Veronika Székely mit dem Instrument ihres Lebens auf dem Budapester Heldenplatz. (Foto: BZT / Nóra Halász)

Mein Budapest: Violinistin Veronika Székely

„Die ungarische Volksmusik ist so lebendig wie nie“

Im Budapester Nachtleben wird getrunken, getanzt und musiziert – doch nicht nur in Clubs und Diskotheken, sondern auch im Táncház. Hier kann man die sonst eher melancholischen Ungarn so wild und lebensfroh erleben, dass es ansteckend ist. Táncház-Anhängerin und Violinistin Veronika Székely sprach mit der Budapester Zeitung über die immer noch quicklebendigen Traditionen der Ungarn und wie sie dazu kam, die klassische Musik für die Volksmusik einzutauschen.

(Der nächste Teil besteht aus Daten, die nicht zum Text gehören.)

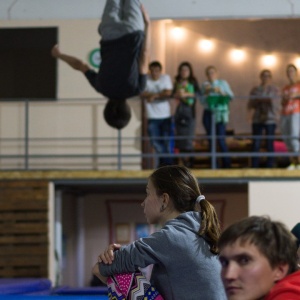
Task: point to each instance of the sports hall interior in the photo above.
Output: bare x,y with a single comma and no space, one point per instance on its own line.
69,183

Veronika Székely lässt ihren von hellbraunen Haaren umrahmten Blick, in dem ein klein wenig Nostalgie liegt, über den Campus der Eötvös-Loránd-Universität (ELTE) schweifen. Hier hat sie vor ein paar Jahren ihr Studium abgeschlossen. Es war eine aufregende Zeit für sie: unter der Woche Uni und Studentenleben, am Wochenende Auftritte mit ihrer Band bei folkloristischen Konzerten und Veranstaltungen im traditionellen Táncház. Das Táncház, zu Deutsch Tanzhaus ist für die Ungarn nicht nur ein Ort, sondern zugleich Name für ein Großereignis, das bis heute fester Bestandteil des ungarischen Brauchtums ist. Im Tanzhaus wird getrunken, sich kennengelernt, und wie der Name eben schon sagt – getanzt.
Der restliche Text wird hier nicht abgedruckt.